← Back to Reviews

Love Affair


Love Affair (1994)
Warren Beatty struck gold back in 1978 when he remade Here Comes Mr. Jordan as Heaven Can Wait. Wish the same could be said about his lavish big budget remake of Love Affair, which is only carried so far by the chemistry of Mr and Mrs. Beatty.

Mike Gambril (Warren Beatty) is a sportscaster who is engaged to an Oprah-like media queen (Kate Capshaw) who meets Terry McKay (Annette Bening), a singer engaged to a wealthy businessman (Pierce Brosnan) on a flight to Sidney, but the plane has to make an emergency landing and Mike and Terry are put on an ocean liner where they have a whirlwind romance. They decide that after the boat docks, they will give themselves three months to extricate themselves from their current romantic entanglements and meet at the top of the Empire State Building; however, tragedy intervenes and one of them doesn't make the fateful meeting.

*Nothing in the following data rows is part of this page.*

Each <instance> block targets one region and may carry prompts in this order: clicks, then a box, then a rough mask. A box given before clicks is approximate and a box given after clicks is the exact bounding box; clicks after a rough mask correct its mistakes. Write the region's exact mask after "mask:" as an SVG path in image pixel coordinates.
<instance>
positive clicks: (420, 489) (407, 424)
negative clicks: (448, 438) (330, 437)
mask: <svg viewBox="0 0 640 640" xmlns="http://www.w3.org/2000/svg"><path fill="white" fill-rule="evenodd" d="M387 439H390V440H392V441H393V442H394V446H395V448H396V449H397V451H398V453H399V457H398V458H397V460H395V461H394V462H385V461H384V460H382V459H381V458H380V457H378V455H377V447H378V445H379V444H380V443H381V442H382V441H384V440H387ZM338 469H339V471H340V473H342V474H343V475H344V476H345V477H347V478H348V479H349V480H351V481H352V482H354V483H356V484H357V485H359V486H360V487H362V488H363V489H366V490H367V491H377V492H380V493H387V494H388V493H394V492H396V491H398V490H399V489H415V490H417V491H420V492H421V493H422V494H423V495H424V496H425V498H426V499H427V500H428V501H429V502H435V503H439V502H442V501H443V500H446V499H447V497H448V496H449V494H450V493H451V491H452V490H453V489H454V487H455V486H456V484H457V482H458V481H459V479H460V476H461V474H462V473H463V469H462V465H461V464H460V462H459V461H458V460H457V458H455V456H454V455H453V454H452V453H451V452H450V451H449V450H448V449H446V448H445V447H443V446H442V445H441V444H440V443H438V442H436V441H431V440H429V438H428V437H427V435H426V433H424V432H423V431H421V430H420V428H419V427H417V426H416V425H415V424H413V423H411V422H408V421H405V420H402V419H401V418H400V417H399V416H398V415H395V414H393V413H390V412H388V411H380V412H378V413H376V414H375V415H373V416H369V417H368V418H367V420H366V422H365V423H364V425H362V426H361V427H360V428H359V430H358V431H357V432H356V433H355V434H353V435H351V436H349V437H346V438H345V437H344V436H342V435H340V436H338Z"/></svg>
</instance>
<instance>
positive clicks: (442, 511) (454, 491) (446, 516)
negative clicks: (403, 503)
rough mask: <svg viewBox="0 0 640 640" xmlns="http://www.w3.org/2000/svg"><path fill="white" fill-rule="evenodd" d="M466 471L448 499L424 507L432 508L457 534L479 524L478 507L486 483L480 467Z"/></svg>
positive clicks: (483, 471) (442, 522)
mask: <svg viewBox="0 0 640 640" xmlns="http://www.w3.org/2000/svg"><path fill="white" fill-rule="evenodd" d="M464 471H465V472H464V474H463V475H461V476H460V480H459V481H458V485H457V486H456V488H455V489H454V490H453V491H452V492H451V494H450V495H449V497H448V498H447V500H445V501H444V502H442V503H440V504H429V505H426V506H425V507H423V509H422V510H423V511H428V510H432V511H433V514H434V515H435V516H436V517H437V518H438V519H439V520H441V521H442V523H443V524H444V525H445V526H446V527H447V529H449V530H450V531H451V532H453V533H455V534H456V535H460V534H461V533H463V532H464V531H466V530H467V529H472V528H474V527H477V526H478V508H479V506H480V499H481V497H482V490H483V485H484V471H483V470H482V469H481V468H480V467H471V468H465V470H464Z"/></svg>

This story first came to the screen in 1939 with Charles Boyer and Irene Dunne in the starring roles and was remade in 1957 as An Affair to Remember with Cary Grant and Deborah Kerr taking over the roles in what was probably the more famous version of the two, though Warren Beatty really missed the boat here as producer and co-screenwriter of this remake that went back to the original title and the 1939 screenplay by Leo McCarey and Donald Ogden Stewart. Unfortunately, Beatty and co-screenwriter Robert Towne seemed a little overly concerned with "updating" the story for the 1990's with a lot of unnecessary changes to the original story. The whole thing of Mike and Terry meeting on a plane that has to de-board and put everybody on a ship was just one of several reasons why this movie, with a running time under two hours, seemed more like four.

Warren Beatty and Annette Bening prove that the chemistry they had previously displayed in Bugsy and actually developed into a real life marriage, was no fluke, but it just wasn't enough to keep this film engaging. There's a whole lot of screentime consisting of planes and ocean liners and the Empire State Building being shot from different angles that did nothing but pad the running time. Producer Beatty also continues to be very protective of actor Beatty, making sure the actor is shot in dark lighting and with those filters they used to use on Doris Day, in an attempt to cover up the fact that Beatty is aging, something Beatty has been denial about for a long time.

It was curious that Beatty gave up the director's chair for this project that he produced and co-wrote. Glenn Gordon Caron, a director mostly known for his work in television, but did direct the excellent Clean and Sober, employs flawless production values, which don't disguise the fact that this movie moves at snail's pace. The late Garry Shandling makes the most of his role as Beatty's agent and there is a classy cameo by the legendary Katharine Hepburn, in her final feature film role, but what this film comes down to is the chemistry between the stars, which is there, but it's just not enough.